For years I’ve been saying it to friends and fellow travellers: Climbing Uluru is one of the shallowest, most unrewarding experiences in Australian tourism.
I know because I’ve done it twice.
The first time, in the 1970s, I was stunned by how difficult it was and shocked by the plaques at the start memorialising those who have died climbing.
One of the first was, like me at the time, a school student on an excursion – he’d fallen after being disoriented in fog.
Back then I got to the top and realised it was a hollow reward.
Yes, you get a sense of how immense and surprising this monolith is when you stand atop it, but it’s far more powerful appreciated from ground level.
Since the traditional owners and park operators announced the rock will be closed to climbers from October 26 this year, thousands of tourists have clogged the hour-plus climb for their Instagrammable moment on the top, the worst of them leaving trash, pocketing pieces as souvenirs, and urinating up there.
This is despite Parks Australia long imploring travellers to “please don’t climb” the World Heritage-listed Uluru, which UNESCO cites as forming “part of the traditional belief system of one of the oldest human societies in the world”.
If that’s not enough to discourage you from clambering all over it, Parks Australia says the climb “can be physically dangerous” and that walkers are actually damaging the rock.
Listen to the experience of a Sydney traveller who visited last year: “I watched with utter disgust as families encouraged their tiny children to scramble up in sneakers.
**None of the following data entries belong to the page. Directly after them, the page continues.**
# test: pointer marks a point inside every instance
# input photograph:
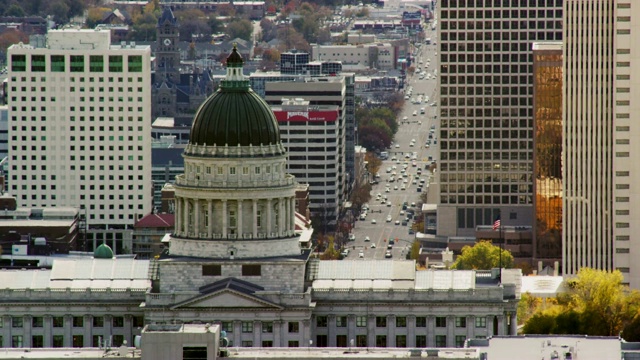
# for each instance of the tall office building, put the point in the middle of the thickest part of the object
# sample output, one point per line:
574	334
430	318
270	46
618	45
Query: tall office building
309	136
327	197
601	185
547	155
486	109
79	127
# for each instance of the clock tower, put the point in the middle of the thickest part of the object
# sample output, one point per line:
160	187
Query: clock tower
167	51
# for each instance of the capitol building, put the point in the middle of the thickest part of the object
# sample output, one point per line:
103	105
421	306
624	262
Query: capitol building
235	259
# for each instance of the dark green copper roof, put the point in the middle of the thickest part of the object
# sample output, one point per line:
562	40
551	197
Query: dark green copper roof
234	115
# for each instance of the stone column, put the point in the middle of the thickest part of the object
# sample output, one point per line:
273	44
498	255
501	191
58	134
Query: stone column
351	329
210	222
306	333
371	330
86	331
257	333
185	217
196	217
108	327
331	331
490	325
128	330
451	327
411	331
239	222
280	216
47	324
391	331
293	215
431	331
471	326
177	223
68	325
224	219
269	217
277	333
237	333
254	208
26	324
287	215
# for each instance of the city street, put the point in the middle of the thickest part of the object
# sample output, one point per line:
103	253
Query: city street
413	126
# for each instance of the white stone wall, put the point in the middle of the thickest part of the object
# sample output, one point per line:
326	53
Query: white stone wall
286	277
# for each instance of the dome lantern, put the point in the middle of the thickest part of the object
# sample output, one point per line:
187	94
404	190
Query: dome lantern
234	115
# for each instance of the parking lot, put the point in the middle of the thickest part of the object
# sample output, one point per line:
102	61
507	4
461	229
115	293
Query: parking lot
414	148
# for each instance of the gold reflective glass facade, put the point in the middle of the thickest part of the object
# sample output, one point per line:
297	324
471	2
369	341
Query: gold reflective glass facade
547	78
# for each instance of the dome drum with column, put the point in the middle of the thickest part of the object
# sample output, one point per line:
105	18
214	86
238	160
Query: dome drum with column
235	199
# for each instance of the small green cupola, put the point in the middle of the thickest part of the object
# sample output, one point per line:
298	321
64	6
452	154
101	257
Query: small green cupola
103	252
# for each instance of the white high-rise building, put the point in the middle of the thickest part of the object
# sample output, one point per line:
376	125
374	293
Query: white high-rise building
601	180
80	125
One guy was setting off in footy shorts and thongs. There were hundreds and hundreds of people and I thought, ‘You are all mad’. Even if you didn’t think of it as plain insensitive, it just felt tacky that people feel they have to climb.”
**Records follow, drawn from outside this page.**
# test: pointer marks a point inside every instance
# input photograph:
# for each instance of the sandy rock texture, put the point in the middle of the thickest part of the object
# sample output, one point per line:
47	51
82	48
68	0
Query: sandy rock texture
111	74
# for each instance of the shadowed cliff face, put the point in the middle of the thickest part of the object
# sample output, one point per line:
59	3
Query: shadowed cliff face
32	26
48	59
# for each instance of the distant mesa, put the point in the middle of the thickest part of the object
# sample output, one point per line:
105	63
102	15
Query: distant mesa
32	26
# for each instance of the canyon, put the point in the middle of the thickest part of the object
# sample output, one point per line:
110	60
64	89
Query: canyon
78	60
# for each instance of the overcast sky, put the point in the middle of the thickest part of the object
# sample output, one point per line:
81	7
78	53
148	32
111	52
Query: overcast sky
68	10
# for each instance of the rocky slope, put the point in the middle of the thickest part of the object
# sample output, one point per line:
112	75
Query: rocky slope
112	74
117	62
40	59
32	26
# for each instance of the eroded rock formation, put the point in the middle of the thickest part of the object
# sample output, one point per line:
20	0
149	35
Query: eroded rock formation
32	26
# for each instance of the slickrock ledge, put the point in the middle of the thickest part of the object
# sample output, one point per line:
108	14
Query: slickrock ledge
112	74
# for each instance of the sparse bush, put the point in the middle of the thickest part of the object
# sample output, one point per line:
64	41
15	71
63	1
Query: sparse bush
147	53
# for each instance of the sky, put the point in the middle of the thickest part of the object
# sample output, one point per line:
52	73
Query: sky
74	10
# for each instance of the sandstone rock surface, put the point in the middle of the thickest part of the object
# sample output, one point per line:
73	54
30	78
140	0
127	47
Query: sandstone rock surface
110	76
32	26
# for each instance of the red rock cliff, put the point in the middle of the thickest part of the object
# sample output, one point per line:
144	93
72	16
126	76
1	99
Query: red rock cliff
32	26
Her impression was underlined by the fact that someone died climbing the day after her visit.
Visiting New Yorkers were surprised they even had the option, commenting: “It’s a bit like abseiling on Notre Dame, isn’t it?”
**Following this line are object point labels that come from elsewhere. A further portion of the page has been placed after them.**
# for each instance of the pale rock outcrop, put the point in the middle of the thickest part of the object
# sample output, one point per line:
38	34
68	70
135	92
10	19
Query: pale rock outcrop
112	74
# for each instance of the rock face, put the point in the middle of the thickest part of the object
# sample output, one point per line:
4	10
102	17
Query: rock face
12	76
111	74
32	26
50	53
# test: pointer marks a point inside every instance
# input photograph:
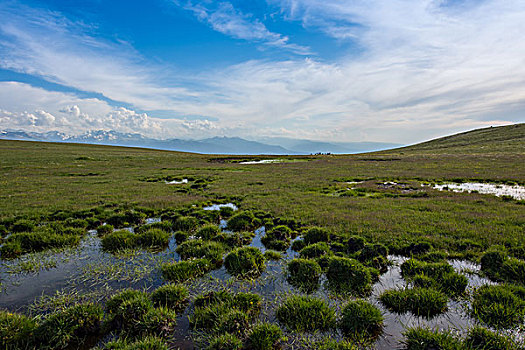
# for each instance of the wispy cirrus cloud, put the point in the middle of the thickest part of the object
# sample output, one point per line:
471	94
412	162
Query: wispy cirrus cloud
424	69
223	17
Last year, a family we know made the pilgrimage by car from Melbourne specifically to climb Uluru before it closed.
Travellers I’ve spoken to have been appalled to see the chain handrail hammered into the steep first ascent, and the path worn into the rockface by generations of tourists.
Others have been more surprised about how challenging the climb is, how exposed they felt, and the absence of facilities on the rock.
I recall, despite being fit and in my teens and 20s on my visits, I did some of it on all fours.
There is neither water nor toilets on the climb, which creates other problems with climbers wandering off paths to relieve themselves on the rock many times a day.
In recent years, the majority of travellers have heeded the government’s advice not to climb.
The traditional owners, who have leased Uluru-Kata Tjuta to Parks Australia for 99 years since winning native title in 1985, agreed climbing would be banned when fewer than 20 per cent of travellers visiting the area chose to ascend Uluru.
That occurred, and triggered the decision 18 months ago.
If the risks, (an estimated 37 deaths since the 1950s) and difficulty hadn’t already convinced me that climbing it was one of travel’s less intelligent decisions, a conversation decades ago with the then chief ranger did.
He told me the Uluru’s traditional owners, the Anangu people, “preferred” it if tourists didn’t climb.
The gentleness of this sentiment made climbing a choice for every traveller.
Then and there I chose never to do it again, and on subsequent visits I’ve taken much more rewarding paths through this extraordinary country, and urged friends, family and fellow travellers to do the same.
Anyone who won’t make it by the October 26 climbing ban shouldn’t be disappointed: You’re missing nothing but the chance to experience Uluru in a dozen other more rewarding ways.
Start with the 10-kilometre circuit of Uluru’s base. You may even have sections of the path to yourself.
Then head out to Kata Tjuta for the three-to-four-hour Valley of the Winds walk. Both are among the highlights of decades of travel for me. And just as Instagrammable as any climb.